2. Dear Margit: I am you. You are me. While I am an only child, I too had a parent with a very loud and aggressive and unreasonable swamp monster persona. I too walked on eggshells growing up. No one can tiptoe, or close a door, or cook themselves breakfast in a microwave as silently as I can. I deeply felt you, Margit. In every way. I was saved too by friends, therapists, and connections that did the brave and difficult thing of reaching out a helping hand to me. Margit, we can protect ourselves. We can take up all the space we need. We can build our own family and support system. And with that...
3. Dear Sigrid: I want dream as you do. You are what kept me hopeful in this book. How you fought to keep imagination and happiness alive. How your closing thoughts always delivered a positive outlook, against all odds. You taught me how without a connection even the most positive and bright soul can sputter. It inspires me to connect more. I am so glad your flame is getting fanned with a new relationship with your sister at the close of this book. We all can learn from Sigrid. Ultimately, she chose to imagine redemption and rebirth, not revenge, for a true villain like Kevin Fliner. Imagine a world where more people felt that way... I see pink skies when I do. I see a lot of fat and happy rats when I do.
The structure of the story did so much in building Sigrid’s character in my mind. When we finally learn that Margit has written those first letters, I had to stop myself so many times once the truth of it started to come to light. I had created a character in my head based off Margit’s perspective and it stuck. While so much of what Margit constructed was based on the real Sigrid, Margit’s perspective was inextricably woven in.
It is generally said that no one knows us like we know ourselves. And how we see ourselves is generally considered the “real” version. But this story proves just how much the perspective of those around you changes your life and changes how you think about yourself. Margit and Sigrid both struggle with what “real” means for them.

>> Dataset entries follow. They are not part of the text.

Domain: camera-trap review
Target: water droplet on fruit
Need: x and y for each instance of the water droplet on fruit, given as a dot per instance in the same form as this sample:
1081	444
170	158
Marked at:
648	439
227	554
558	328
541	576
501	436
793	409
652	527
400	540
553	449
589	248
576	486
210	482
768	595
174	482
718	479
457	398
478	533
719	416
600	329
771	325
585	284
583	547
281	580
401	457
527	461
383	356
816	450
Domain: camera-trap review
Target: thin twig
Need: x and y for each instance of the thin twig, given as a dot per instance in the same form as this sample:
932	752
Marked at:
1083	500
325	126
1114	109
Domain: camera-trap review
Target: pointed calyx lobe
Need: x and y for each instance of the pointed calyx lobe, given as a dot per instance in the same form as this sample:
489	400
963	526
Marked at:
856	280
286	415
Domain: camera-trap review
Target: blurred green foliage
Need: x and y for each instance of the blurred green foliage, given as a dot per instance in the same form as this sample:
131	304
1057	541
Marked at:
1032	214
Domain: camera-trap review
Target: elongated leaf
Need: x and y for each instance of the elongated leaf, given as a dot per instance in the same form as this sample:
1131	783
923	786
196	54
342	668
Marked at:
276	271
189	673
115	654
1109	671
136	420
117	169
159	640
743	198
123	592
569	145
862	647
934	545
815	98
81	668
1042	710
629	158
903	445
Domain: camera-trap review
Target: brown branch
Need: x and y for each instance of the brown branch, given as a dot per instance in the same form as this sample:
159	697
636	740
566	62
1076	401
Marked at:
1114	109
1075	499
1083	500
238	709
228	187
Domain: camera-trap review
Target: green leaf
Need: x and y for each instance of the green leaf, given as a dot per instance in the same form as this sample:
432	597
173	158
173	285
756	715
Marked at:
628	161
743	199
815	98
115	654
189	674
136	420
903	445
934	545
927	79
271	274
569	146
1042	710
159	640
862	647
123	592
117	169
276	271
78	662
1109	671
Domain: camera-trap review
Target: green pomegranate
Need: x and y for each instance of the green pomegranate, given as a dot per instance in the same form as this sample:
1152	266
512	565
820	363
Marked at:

That was a struggle I could really relate to, especially when it comes to family. Strangers will always have their thoughts of me but that is a pain that I can often put aside. Well, sometimes. But family ties run deep and the concrete perspectives they often have create their own cage which I often find myself silently screaming against. Because if you scream out loud, you are being dramatic or selfish, as Sigrid was often told.
What this book didn’t do was tell me there is a happily ever after end point. Where life makes sense, we know who we are, and everyone understands our struggles and our hearts. But it did something so much more beautiful than that. The final lines of the book create such a stunning moment. A literal and figurative exhale. Those moments where maybe someone does see us, even just for a second. In that same moment, we see ourselves too, in the same way. A fleeting moment of connection and sense of self. The moment passes, but another one will come again. Truly one of the most stunning endings I have ever read.